Au Royaume-Uni, l’économie montre des signes de stabilisation : l’inflation reste à 3,8 % et le PMI repasse au-dessus de 50, signalant une reprise modeste.
La consommation des ménages soutient la croissance, mais la Banque d’Angleterre reste prudente face aux risques budgétaires.
Dans la zone euro, le PMI composite* atteint 52,2 grâce aux services allemands (54,5), tandis que la France recule avec 46,8.
Moody’s maintient la note française à Aa3 mais abaisse la perspective à négative.

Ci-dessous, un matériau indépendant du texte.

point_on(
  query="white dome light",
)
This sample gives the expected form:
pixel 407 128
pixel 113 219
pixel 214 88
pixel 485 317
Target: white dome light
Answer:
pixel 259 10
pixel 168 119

La situation montre une Europe à deux vitesses, portée par l’Allemagne mais freinée par la France.
La fragilité souligne la nécessité pour l’Union européenne de stabiliser ses marchés et sa confiance.
Les États-Unis renforcent leur présence économique en Asie pour réduire leur dépendance à la Chine.
Un accord avec la Malaisie sécurise l’accès aux terres rares, tandis que la rencontre avec la Première ministre japonaise Sanae Takaichi débouche sur un “accord d’âge d’or” :
550 milliards de dollars d’investissements japonais
Droits de douane plafonnés
Ces partenariats visent à sécuriser les chaînes d’approvisionnement et à consolider un front économique anti-chinois avant le sommet Trump–Xi.
La stratégie américaine affirme son rôle central dans l'économie mondiale tout en limitant sa dépendance à la Chine et renforçant ses alliances stratégiques.
La crise Nexperia illustre la fragilité des chaînes industrielles européennes.
Cette entreprise néerlandaise, détenue par un groupe chinois, a été nationalisée par les Pays-Bas pour des raisons de sécurité, tandis que Pékin a restreint certaines exportations de puces.
Nexperia fournit près de 40 % des circuits électroniques utilisés dans l’automobile européenne, menaçant les chaînes de production de groupes comme Volkswagen, Renault ou Stellantis.
Selon S&P Global, la production mondiale de véhicules pourrait chuter de 3,5 % au quatrième trimestre, avec des perturbations possibles jusqu’en 2026.
La situation souligne la nécessité pour l’Europe de renforcer sa souveraineté industrielle.
La semaine est cruciale pour les marchés financiers, avec la publication des résultats trimestriels d’Alphabet, Meta, Microsoft et Apple.
Les investisseurs cherchent à confirmer la rentabilité de l’intelligence artificielle après une année de spéculation intense.
En Europe, BNP Paribas se distingue avec l’intégration réussie d’AXA IM, visant 550 millions d’euros de synergies et un bénéfice net en hausse de 6 %.
Adidas revoit ses prévisions à la hausse grâce à une bonne gestion des stocks, tandis que Air Liquide maintient une croissance solide.
La semaine illustre la résilience de certaines entreprises face aux tensions géopolitiques.